In Hamburg begann das große Schweigen, jetzt bricht er es

Wohl noch nie in der Geschichte war eine chilenische Elf so sehr zum Siegen verdammt wie diese. Es vergeht kaum ein Tag, an dem nicht über einen Fernseh- oder Radiosender der gegenwärtige Kader als die "beste Generation" bezeichnet wird, die Chile je hervorgebracht habe. Claudio Bravo, Alexis Sánchez, Gary Medel und eben Vidal haben es durch ihre Klubs (FC Barcelona, FC Arsenal, Inter Mailand, Juventus Turin) zu globalem Ruhm gebracht. Im Vergleich zu ihnen fristet Díaz, 28, ein eher unscheinbares Dasein. Doch für Chiles Nationaltrainer Jorge Sampaoli ist er der vielleicht sogar wichtigste Mann im Kader. "Der profe weiß, was ich zu leisten vermag, und ich weiß, was er von mir verlangt", sagt Díaz selbst.

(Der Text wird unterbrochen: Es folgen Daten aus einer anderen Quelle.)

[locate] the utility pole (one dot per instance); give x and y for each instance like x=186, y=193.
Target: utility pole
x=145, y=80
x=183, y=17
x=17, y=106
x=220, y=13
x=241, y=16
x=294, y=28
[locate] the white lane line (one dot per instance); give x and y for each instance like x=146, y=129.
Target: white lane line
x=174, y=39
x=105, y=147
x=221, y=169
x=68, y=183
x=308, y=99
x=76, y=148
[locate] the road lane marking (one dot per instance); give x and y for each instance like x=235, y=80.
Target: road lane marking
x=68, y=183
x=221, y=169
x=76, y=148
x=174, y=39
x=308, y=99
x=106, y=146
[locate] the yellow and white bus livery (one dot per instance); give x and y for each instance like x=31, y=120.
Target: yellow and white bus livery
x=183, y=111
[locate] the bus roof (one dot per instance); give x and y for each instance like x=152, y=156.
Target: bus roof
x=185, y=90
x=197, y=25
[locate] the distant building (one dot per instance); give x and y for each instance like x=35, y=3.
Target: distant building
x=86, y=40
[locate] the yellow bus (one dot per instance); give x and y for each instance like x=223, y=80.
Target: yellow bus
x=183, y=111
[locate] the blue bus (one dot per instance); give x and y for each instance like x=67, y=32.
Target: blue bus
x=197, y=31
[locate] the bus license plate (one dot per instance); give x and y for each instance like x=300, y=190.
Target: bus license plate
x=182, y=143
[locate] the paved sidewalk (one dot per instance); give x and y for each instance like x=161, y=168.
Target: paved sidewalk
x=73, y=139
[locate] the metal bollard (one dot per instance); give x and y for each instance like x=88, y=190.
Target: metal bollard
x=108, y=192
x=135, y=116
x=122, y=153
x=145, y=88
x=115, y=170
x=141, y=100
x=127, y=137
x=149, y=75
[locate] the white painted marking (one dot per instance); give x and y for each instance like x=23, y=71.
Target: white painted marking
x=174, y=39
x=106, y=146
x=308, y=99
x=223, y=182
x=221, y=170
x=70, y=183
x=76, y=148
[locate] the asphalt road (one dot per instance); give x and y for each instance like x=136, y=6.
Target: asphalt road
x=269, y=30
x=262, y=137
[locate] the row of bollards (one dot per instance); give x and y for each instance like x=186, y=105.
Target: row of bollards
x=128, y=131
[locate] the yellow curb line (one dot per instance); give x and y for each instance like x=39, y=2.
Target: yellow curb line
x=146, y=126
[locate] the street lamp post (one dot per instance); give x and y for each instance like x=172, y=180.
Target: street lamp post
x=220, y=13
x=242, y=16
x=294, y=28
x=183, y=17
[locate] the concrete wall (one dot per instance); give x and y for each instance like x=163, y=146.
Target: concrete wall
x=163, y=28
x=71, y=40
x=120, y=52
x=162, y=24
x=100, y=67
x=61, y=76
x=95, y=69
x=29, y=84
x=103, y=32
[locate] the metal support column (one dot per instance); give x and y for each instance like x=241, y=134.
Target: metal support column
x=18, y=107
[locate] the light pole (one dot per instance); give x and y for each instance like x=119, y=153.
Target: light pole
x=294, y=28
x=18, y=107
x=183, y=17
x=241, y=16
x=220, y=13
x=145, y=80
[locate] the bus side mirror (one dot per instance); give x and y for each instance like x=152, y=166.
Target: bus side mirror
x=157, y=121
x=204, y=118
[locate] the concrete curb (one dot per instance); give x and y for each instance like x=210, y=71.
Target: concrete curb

Díaz und Sampaoli kennen und schätzen sich seit Beginn des Jahrzehnts. Seinerzeit hatte Díaz seinen Durchbruch als Profi bei Universidad de Chile bloß angedeutet, bis Sampaoli 2011 dort das Traineramt übernahm und einen entscheidenden Kniff vornahm. Er beorderte Díaz, zuvor Rechtsverteidiger, ins defensive Mittelfeld. Dort wurde "Carepato" (Entengesicht), wie er in Chile genannt wird, zum unverzichtbaren Interpreten der Ideen des akribischen Matchplaners Sampaoli. Gemeinsam holten sie drei nationale Meisterschaften, den chilenischen Pokal und - als erster chilenischer Verein überhaupt - die Copa Sudamericana, den zweitwichtigsten Vereinswettbewerb des Kontinents. In den Medien wurde Díaz (wegen der Vereinsfarben von Universidad de Chile) auch das "blaue Motörchen" genannt, weil er mit monoton wirkenden, aber präzisen kurzen Pässen Betriebssicherheit schuf. Rasch wurde der FC Basel auf ihn aufmerksam, wo er 2013 und 2014 Schweizer Meister wurde, ehe er in der vergangenen Winterpause zum HSV in die Bundesliga wechselte. Und das große Schweigen begann.

Selbst Interviewanfragen von Journalisten, mit denen er seit Jahren befreundet ist, schlug Marcelo Díaz aus. Und so harrt auch der sensationelle Freistoß, mit dem er den HSV im Rückspiel der Relegationsrunde beim Karlsruher SC in letzter Sekunde vor dem Abstieg rettete, noch immer der Deutung durch den Künstler. "Mir war nicht danach, mit Journalisten zu sprechen. Ich finde, wenn man nichts Positives zu sagen hat, ist es besser zu schweigen", sagt er nun. Was negativ war? Die Anpassung an das neue Umfeld in Hamburg gestaltete sich schwierig, der abstiegsgefährdete Verein brodelte vor innerer Unruhe, und dann riss das Innenband im Knie.

Dass in der fernen Heimat die Medien bezweifelten, er könne bis zur Copa América fit werden, soll ihn in seinem Stolz verletzt haben. Ebenso manche Forderung, stattdessen auf den alternden, aber formstarken Fiorentina-Profi David Pizarro zu setzen - auch wegen Díaz' mangelnder Spielpraxis nach 60-tägiger Verletzungspause. Bei Sampaoli blieb er freilich gesetzt: Der Coach denkt seinen Fußball von Díaz her. "Ich weiß nicht, ob ich seine taktischen Vorgaben am besten löse. Aber ich verstehe sie sehr gut", sagt Díaz. "Mein Spiel basiert auf Dingen, die man nicht sieht." Bei der Copa liegt seine Quote gelungener Pässe bei 92 Prozent.

Auch daraus schöpft Díaz Selbstvertrauen. "Ja, ich bin auch der Meinung, dass Chile im bisherigen Turnierverlauf die beste Mannschaft war", sagte er vor dem Spiel gegen Uruguay. "Aber jetzt beginnt ein neues Turnier." Díaz zeigt sich entschlossen: "Diese Elf darf nicht als Team in die Geschichte eingehen, das an großen Erfolgen bloß gekratzt hat." Soll heißen: Die Copa América bleibt in Chile. Danach wird er sich wieder dem HSV widmen, der vorerst ohne den Helden von Karlsruhe die Saisonvorbereitung aufnehmen wird. Es heißt in Díaz' Umfeld, er schaue sehr genau, wie der Verein den Kader umbaut. Gelitten hat er genug.